The last two listings are the HTML code for this applet -- one of which supplies a value for this parameter, and the other of which doesn't. There's no reason for me to cut-and-paste these, since I don't have access to HTML code. That's why I'm stuck with "Hello Laura!" on my applet viewer.

There's not much else for me to say in today's Java section, since the only topic for today is this parameter feature that I'm unable to use.

More About Applets in Java

I do wish to write another applet, but once again, what I can do with applets is quite limited until I can get to the next Lemay chapter.

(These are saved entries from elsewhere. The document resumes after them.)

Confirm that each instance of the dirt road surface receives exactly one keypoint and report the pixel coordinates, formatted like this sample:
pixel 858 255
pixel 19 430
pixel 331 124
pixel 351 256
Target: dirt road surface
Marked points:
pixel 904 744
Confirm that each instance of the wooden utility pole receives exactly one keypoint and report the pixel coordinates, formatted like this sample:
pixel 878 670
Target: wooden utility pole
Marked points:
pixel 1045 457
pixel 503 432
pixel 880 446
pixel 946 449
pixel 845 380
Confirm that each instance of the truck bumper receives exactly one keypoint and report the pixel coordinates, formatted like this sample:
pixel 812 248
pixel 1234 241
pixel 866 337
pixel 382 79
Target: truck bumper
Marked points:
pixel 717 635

So here's what I did -- I combined Lemay's Date program from an earlier lesson with our simple applets to create an applet that shows the date:

import java.util.Date;
import java.awt.Graphics;
import java.awt.Font;
import java.awt.Color;

public class DateApplet extends java.applet.Applet {

Font f = new Font("TimesRoman", Font.BOLD, 36);

    public void paint(Graphics g) {
    Date d1, d2, d3;
        g.setFont(f);
        g.setColor(Color.red);
        
        d1 = new Date();
        g.drawString("Date 1: " + d1, 5, 40);

        d2 = new Date(71, 7, 1, 7, 30);
        g.drawString("Date 2: " + d2, 5, 80);

        d3 = new Date("April 3 1993 3:24 PM");
        g.drawString("Date 3: " + d3, 5, 120);
    }
}

I hope to come up with a more interesting applet next time.

Conclusion

The traditionalists have been quiet lately, so there's no need for me to squeeze in traditionalism at the bottom of the post.